Give yourself some time and space to reflect on your session; many people like to keep a therapy journal for this purpose.

Self-care for therapists


Make sure your environment is comfortable. You will spend a great deal of time there.

Ensure that your therapy space is safe and secure and that you cannot be overheard!

Headphones can help as no one but you can hear your client. Also, you may hear better and thus speak more softly.

Minimise distraction

Ensure your environment is free of clutter.

Ensure your phone is either off or on silent. Ditto your answerphone.

Turn off your email when you start the session.


Ensure a good posture on a comfortable chair.

Get up between sessions and walk around, move your arms and neck and perhaps do some stretches.
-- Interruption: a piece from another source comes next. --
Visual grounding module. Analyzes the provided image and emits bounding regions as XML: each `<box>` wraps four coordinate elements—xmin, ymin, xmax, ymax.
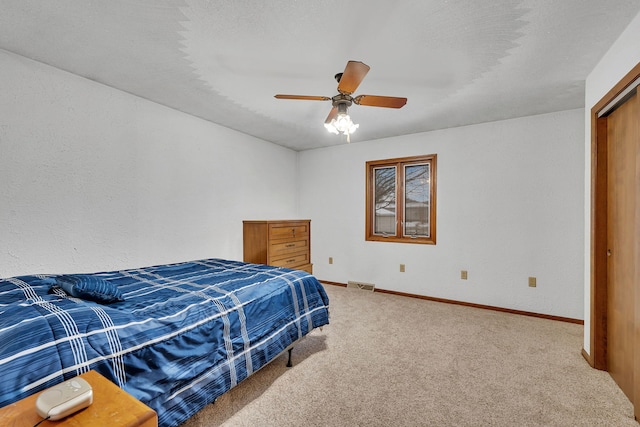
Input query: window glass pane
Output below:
<box><xmin>373</xmin><ymin>167</ymin><xmax>396</xmax><ymax>236</ymax></box>
<box><xmin>403</xmin><ymin>163</ymin><xmax>430</xmax><ymax>237</ymax></box>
Position your computer screen so it’s 20-24 inches from your eyes.  The centre of your screen should be about 10-15 degrees below your eyes for comfortable positioning of your head and neck.

Eye care

Rest your eyes between sessions. 

Look away from the screen into the distance at regular intervals, ideally every 20 minutes, and gaze at a distant object (at least 7 20 feet away). This reduces fatigue by relaxing the focussing muscle inside the eyes .       

Use moisturising eyedrops.

Every 20 minutes, blink 10 times by closing your eyes as if falling asleep (very slowly). This will help remoisturise your eyes.

At lunch time and after the working day, lie down for ten minutes with a hot flannel over your eyes.

Drink plenty of water, have a glass by your computer.

Helpful reading

Gillian Isaacs Russell’s book  ‘Screen Relations’.